My only pleasure around her, she has stopped socking me in the shoulder. My bruise is almost healed, but any man who hits me there now, will have a surprise. Unless he has hands of stone, I would not notice it.”
The ginger-haired youth rubbed his shoulder and laughed at his own humor. Looking out over the water, the old melancholy chased away the smile.
Putting the quill into the bottle, he stood up and walked to the expensive glass window. An artisan, commissioned by the blacksmiths, made three cut-glass letters to remind a woman’s child of her name.
“Fey” in small colored cut-glass gems sparkled in the sun, it burned in his soul to see it.
Tracing his fingers over the inlay, the old anger rose again. He would get her back. They meant it as a gift to calm a soul, instead, it was a fan that increased the rage in his heart.
Sitting again, he picked the quill out of the bottle and tapped the drop off against the mouth of the blown-glass bottle of ink and put it to the expensive vellum in his personal journal.
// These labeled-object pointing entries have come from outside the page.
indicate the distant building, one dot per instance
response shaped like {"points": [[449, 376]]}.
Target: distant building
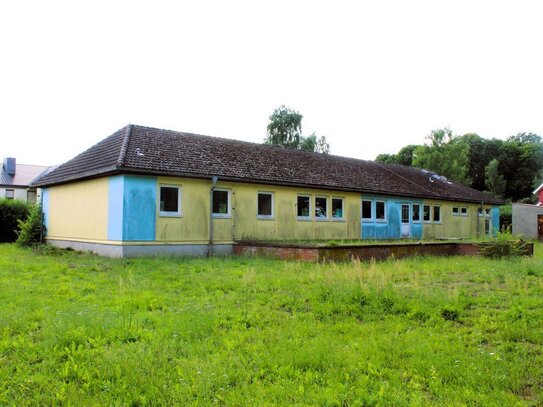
{"points": [[15, 180], [527, 220]]}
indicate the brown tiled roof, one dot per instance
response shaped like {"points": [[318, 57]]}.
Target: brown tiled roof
{"points": [[24, 175], [145, 150]]}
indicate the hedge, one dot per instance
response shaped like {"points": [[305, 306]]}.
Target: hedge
{"points": [[10, 211]]}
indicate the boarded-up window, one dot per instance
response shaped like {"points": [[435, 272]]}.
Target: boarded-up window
{"points": [[337, 208], [303, 206], [265, 204], [170, 200], [366, 210], [321, 207]]}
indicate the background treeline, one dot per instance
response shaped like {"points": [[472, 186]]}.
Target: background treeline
{"points": [[508, 169]]}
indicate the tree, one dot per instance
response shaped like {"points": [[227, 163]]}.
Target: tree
{"points": [[404, 156], [495, 183], [444, 154], [285, 129]]}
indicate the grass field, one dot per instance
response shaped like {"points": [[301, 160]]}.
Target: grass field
{"points": [[83, 330]]}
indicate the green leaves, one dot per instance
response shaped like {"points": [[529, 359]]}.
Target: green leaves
{"points": [[285, 129]]}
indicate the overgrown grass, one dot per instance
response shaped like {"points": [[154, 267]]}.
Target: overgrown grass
{"points": [[82, 330]]}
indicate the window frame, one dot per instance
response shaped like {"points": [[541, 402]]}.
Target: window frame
{"points": [[320, 218], [434, 214], [228, 205], [413, 212], [300, 217], [384, 218], [342, 217], [430, 213], [170, 214], [272, 195], [371, 218]]}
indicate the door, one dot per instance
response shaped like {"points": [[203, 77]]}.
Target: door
{"points": [[406, 229]]}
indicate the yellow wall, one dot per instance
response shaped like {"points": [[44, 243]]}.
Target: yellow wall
{"points": [[454, 225], [193, 224], [79, 210]]}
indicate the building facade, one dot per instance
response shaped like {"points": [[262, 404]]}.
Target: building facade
{"points": [[173, 193]]}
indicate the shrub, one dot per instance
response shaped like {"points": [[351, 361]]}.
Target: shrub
{"points": [[31, 231], [11, 210], [504, 245], [450, 314]]}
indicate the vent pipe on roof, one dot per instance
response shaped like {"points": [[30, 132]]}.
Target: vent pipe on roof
{"points": [[9, 165]]}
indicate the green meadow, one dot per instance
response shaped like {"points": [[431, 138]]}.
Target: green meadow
{"points": [[77, 329]]}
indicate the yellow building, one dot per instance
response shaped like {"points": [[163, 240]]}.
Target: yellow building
{"points": [[145, 191]]}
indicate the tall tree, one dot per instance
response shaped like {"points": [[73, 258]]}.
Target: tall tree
{"points": [[403, 157], [285, 129], [444, 154], [495, 183]]}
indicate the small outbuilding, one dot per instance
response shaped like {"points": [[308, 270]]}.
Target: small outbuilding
{"points": [[527, 221]]}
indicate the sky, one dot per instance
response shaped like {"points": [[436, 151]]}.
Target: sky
{"points": [[371, 76]]}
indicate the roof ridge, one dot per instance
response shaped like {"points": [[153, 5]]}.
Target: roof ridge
{"points": [[406, 179], [124, 146]]}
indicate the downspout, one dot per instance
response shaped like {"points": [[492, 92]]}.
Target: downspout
{"points": [[214, 180], [42, 215], [480, 215]]}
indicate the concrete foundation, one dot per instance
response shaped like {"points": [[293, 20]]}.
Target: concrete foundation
{"points": [[119, 251]]}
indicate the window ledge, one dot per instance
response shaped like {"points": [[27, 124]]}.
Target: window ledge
{"points": [[170, 215], [263, 217]]}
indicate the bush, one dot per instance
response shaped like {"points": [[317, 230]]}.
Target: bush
{"points": [[11, 210], [504, 245], [32, 230]]}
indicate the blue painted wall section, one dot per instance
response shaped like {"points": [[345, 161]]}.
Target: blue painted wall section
{"points": [[495, 220], [139, 220], [45, 207], [115, 208], [390, 228]]}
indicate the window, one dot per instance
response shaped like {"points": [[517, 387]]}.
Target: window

Turning the page, he wrote at the top of the page:
“Captain’s Personal log of Keegan O’Danu
I miss her, I can remember my mam’s eyes and her laugh. I was only nine-summers old when we were taken. I will find her and bring her back, if only for my athair. A son should never see a father broken. Slavery should never be a market and I will free anyone that is in service against their will that I find, so long as I draw a breath. Slave ships will be my prey, anyone who flies the flag of empire will strike colors on my approach.
The Pirate Kingdom of the Sea will hold sway. Free people will embrace the name.
Everywhere they use the label pirate as a pejorative, I will embrace it as freedom.
Until my Mam is home, I will walk the decks and sail the seas until I am too old to chew my food.
Many years ago, to me.
My máthair was taken.
The English declared war on our village.
Today, I return to get her back. The Spanish, English and any who strike with the might of an empire, just because they can, I will make tremble with fear to sail these waters with their flags flying.
My father and his crew accompany us in thinking they protect the children.
We are the seeds of crimes that the Spanish, English, Dutch have sown.
It us up to the children to protect the fathers.
I will continue to use my war-name given to me by the Quartermaster of the Marston Moor.”
A member since the first tour on Grampus she had no fear of anyone, Beth Angelcries stepped through the door.
“Keegan, your Da’ is pulling up along side and using the speaking-trumpet that Nial the smith made.”
Nodding, the captain of the Blackfish looked up into the hazel eyes of the girl who had shown such fury when they made their way home, causing Keegan to redefine the term in his mind.
Looking down, he finished his entry.
With the support of Anna Marie and Jacquotte we will stop at the harbor of Germantown and meet with those children who stayed behind and were adopted when we left their village last year for the Chesapeake.
The adults in that town invited us to return when we wished. It is something I do wish to do, there is a debt of help I owe to the families there.
Setting down his quill, the youngest captain in any fleet walked to talk with his personal hero.
Their next port of call: Germantown.